Creditors seeking compensation from the Citgo auction criticized terms of a conditional offer, according to Reuters. The offer was revealed by Robert Pincus, special master for the District of Delaware U.S. District Court, which selected Amber.
For its part, PDVSA Ad Hoc reiterated its unwavering commitment to defend Citgo.
“Although the road has been challenging, there is still much we can and will do to protect Citgo and ensure the best possible outcome in safeguarding PDVSA’s assets,” PDVSA Ad Hoc said Sept. 27 in a statement on its website.
PDVSA Ad Hoc was established in 2019 as an administrative board parallel to the one controlled by the Venezuelan ruling party. It aims to manage “PDVSA’s assets abroad, transparently and by law,” according to statements on its website.
PDVSA still has an opportunity to exercise its appeal rights before or at the Amber deal’s court hearing on Nov. 19.
“It is also important to highlight that if the process does not satisfy most creditors—who may see this recommendation [of Amber as the acquirer of Citgo] as insufficient and unfair—they, too, will have the opportunity to present objections to the process,” PDVSA Ad Hoc said.
Citgo drama and Amber’s vision
Citgo has been shielded by Washington since 2019. The plan was to relinquish the refiner to a U.S. friendly Venezuelan government in the future. Despite the recent Amber announcement and Citgo’s importance to Venezuela and PDVSA, the company confronts an ongoing Venezuelan feedstock headwind.
Citgo is currently restricted from processing PDVSA’s oil exports since Maduro’s government continues to control PDVSA’s operations in Venezuela, forcing the refiner to source oil from other providers.
Venezuelan presidential elections on July 28 saw Maduro, again, claim victory and this time without releasing the final voting data. Opposition leaders both in Venezuela and in exile continue to argue the election was won by opposition candidate Edmundo González Urrutia, citing voting data collected on election day.
Enter Elliott via Amber.
Elliott is reported to be a bondholder of the PDVSA 2020 bonds, according to Reuters, and Amber doesn’t have experience operating a refinery.

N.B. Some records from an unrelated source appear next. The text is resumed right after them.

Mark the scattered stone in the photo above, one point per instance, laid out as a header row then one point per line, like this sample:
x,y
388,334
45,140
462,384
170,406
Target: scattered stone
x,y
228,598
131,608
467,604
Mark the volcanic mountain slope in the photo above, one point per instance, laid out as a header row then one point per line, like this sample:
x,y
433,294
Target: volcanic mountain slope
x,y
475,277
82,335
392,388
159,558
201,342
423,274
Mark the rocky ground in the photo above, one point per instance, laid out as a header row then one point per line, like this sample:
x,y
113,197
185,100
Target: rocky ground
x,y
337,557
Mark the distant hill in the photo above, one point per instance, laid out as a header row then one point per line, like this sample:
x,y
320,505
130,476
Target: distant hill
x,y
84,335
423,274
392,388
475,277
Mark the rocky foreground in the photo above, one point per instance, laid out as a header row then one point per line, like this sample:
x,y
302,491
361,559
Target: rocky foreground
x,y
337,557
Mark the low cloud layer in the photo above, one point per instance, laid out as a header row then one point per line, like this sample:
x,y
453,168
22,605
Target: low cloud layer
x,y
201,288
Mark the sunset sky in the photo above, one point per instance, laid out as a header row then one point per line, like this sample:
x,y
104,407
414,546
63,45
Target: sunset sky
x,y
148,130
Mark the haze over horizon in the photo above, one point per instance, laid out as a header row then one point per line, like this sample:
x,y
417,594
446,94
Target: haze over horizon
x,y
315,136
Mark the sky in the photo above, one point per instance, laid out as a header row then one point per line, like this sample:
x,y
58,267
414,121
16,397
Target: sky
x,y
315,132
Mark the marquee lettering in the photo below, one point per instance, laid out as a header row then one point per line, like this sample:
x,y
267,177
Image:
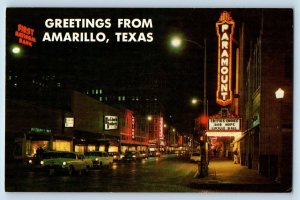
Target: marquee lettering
x,y
225,29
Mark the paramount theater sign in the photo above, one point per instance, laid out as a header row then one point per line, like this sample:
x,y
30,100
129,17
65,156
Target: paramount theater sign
x,y
225,30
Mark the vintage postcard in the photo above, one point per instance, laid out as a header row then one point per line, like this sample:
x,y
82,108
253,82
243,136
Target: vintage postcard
x,y
149,100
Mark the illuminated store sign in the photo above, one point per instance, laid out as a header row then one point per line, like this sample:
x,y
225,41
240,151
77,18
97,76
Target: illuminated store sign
x,y
133,127
225,30
161,128
69,122
224,124
110,122
235,134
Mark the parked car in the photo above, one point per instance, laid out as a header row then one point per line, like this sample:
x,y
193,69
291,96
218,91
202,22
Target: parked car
x,y
99,158
195,157
61,161
115,156
144,154
154,154
132,156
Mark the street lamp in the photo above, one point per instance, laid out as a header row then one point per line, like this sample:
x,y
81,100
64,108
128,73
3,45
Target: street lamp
x,y
194,101
279,94
176,42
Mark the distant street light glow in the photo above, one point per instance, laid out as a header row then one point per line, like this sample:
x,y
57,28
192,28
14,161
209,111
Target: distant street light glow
x,y
176,42
16,50
194,101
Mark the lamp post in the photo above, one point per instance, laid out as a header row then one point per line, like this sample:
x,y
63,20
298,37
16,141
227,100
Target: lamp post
x,y
279,94
176,42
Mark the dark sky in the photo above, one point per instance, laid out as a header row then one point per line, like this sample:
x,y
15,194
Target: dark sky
x,y
113,64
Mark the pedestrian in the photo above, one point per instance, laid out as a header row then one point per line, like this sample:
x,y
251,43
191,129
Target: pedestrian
x,y
235,157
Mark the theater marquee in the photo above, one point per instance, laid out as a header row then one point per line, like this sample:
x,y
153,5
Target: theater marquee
x,y
224,124
225,30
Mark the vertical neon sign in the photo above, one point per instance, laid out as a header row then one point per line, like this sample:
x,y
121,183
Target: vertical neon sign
x,y
225,30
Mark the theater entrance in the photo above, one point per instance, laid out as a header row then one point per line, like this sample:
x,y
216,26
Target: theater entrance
x,y
221,144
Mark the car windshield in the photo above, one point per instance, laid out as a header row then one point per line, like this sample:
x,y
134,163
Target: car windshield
x,y
50,155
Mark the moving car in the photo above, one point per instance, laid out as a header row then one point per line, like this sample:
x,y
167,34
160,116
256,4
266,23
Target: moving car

Amber is committed to enhancing Citgo’s assets and continuing to deliver the refiner’s products to market. Amber, confident in Citgo’s fundamental strength and long-term potential, believes the refiner is well positioned and aims to enhance its strong market position, the company said in its Sept. 27 press release.
Amber’s leadership team—led by CEO Gregory Goff and President Jeff Stevens—has decades of experience, according to details on Amber’s website.
For his part, Goff is a member of Exxon Mobil Corp.’s board of directors as well as the board of Avient (formerly PolyOne Corp.), and XEnergy. Goff was previously Chairman, President, and CEO of Andeavor (formerly known as Tesoro) from 2010 until its acquisition by Marathon Petroleum in 2018. Goff spent nearly 30 years at ConocoPhillips and serves as CEO of the technology company Claire Technologies Inc.
Stevens serves as president of Denver-based Franklin Mountain Energy, Stevens is also a principal at the investment firm Franklin Mountain Capital. Stevens was also a founding partner of Western Refining Inc. and served as CEO from 2010-2017.
Whether this is the end for Citgo as we know it, only time will tell.